Я торопливо забежал вперед, ловко открыл дверь перед женщинами. Подумал: «Эх, сюда бы господина Фарафонова. Юрий Константинович научил бы, как жить. Женщины любят хватких, у кого слово слетает с губ легко, словно шелуха от семечек. Слово не должно зависать на языке свинцовой каплей, чтобы все смотрели тебе в рот в мрачном ожидании, когда оно свалится. Оно должно быть в меру медовым, но и солоноватым, крутоватым и нахальным, слегка присыпанным перчиком. С бабами надо уметь разговаривать: вроде бы ты угодник и подпятник и каждое женское желание ловишь на лету, но вместе с тем и хозяин и, когда понадобится, постоишь на своем.
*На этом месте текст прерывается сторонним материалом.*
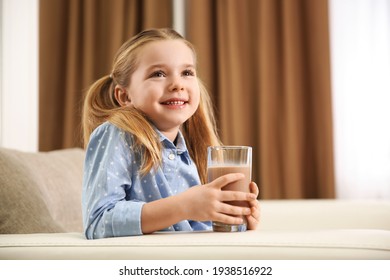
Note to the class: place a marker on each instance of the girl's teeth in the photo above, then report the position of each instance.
(175, 103)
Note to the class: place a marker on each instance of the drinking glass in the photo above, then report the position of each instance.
(223, 160)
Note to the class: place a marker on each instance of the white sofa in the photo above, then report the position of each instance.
(40, 218)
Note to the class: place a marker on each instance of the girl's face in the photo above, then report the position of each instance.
(165, 86)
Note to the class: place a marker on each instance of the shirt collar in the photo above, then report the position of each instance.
(180, 146)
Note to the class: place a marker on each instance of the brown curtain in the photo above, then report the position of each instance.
(78, 40)
(267, 64)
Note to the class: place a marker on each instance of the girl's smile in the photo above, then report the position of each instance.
(164, 85)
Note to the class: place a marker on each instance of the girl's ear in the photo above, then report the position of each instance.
(121, 96)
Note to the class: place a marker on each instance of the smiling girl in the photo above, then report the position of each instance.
(147, 126)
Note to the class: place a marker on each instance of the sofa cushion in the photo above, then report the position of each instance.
(40, 192)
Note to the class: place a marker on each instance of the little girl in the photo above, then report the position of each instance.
(148, 125)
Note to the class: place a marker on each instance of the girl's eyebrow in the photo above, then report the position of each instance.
(158, 66)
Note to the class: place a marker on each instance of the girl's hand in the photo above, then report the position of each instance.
(254, 218)
(208, 202)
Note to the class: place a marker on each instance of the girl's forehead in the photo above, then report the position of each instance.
(172, 49)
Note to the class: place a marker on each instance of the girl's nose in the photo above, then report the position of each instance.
(176, 84)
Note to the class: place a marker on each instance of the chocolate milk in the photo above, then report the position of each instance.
(213, 172)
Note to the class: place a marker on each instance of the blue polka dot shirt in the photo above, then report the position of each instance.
(114, 191)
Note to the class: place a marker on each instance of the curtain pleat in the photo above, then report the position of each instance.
(78, 40)
(267, 64)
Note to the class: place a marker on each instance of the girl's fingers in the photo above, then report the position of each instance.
(254, 188)
(237, 196)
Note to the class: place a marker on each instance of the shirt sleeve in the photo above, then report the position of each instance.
(107, 178)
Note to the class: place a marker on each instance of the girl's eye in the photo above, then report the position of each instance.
(188, 72)
(157, 74)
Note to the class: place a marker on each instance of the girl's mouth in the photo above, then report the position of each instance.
(177, 102)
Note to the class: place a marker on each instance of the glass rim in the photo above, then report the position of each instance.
(231, 147)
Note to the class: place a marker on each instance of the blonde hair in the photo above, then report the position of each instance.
(100, 105)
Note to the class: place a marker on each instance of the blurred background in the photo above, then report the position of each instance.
(305, 82)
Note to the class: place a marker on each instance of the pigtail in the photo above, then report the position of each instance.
(98, 104)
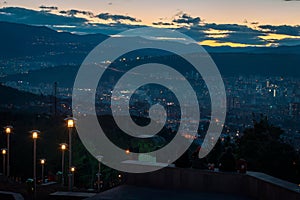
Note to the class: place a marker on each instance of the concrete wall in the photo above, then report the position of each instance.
(255, 185)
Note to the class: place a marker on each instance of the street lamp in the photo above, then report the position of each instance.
(4, 152)
(99, 158)
(70, 124)
(72, 170)
(35, 135)
(43, 161)
(8, 131)
(63, 147)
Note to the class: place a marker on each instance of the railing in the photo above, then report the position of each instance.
(253, 184)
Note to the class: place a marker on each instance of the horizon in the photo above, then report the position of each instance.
(242, 31)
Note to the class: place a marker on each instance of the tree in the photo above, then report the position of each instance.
(264, 151)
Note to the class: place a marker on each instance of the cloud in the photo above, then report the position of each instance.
(187, 19)
(117, 18)
(48, 7)
(26, 16)
(283, 29)
(162, 23)
(74, 12)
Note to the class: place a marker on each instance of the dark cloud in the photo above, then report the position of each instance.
(162, 23)
(283, 29)
(74, 12)
(26, 16)
(187, 19)
(48, 7)
(117, 18)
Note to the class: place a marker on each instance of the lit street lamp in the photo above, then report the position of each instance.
(35, 134)
(99, 158)
(8, 131)
(4, 151)
(43, 161)
(72, 170)
(63, 147)
(70, 124)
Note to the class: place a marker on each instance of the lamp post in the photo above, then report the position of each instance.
(43, 161)
(72, 170)
(4, 151)
(99, 158)
(8, 131)
(70, 124)
(35, 134)
(63, 147)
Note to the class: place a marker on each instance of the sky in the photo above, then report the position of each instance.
(273, 12)
(235, 23)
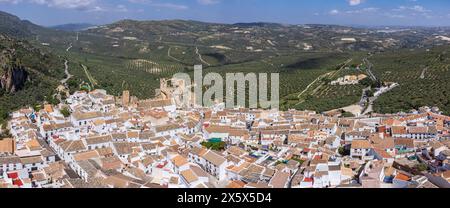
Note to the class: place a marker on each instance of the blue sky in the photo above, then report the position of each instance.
(343, 12)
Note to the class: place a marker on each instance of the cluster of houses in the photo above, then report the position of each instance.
(349, 79)
(124, 142)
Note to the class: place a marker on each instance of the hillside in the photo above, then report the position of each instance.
(28, 75)
(73, 27)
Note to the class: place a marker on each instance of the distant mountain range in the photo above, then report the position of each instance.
(73, 27)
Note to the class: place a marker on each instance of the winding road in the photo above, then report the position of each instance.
(200, 56)
(170, 56)
(66, 71)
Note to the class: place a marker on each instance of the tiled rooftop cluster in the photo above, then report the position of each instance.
(123, 142)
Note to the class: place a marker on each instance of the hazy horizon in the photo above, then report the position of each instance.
(367, 13)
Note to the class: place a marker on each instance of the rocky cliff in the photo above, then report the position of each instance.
(14, 78)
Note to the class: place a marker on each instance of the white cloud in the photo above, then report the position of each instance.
(355, 2)
(67, 4)
(363, 11)
(208, 2)
(334, 12)
(10, 1)
(171, 6)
Они тогда легко теряются, у них витает сладкий туман в голове... Да-да, братец мой, вскружить голову женщине – это целое искусство, а в нем я всегда был слабоват. Ведь у нее все внутренние протоки, непонятным образом минуя полушария, закольцованы на уши, и всякое взбалмошное, любовное, напористое иль похотное слово легко растворяется в крови, струит по всему телу и ярит, разжигает его...»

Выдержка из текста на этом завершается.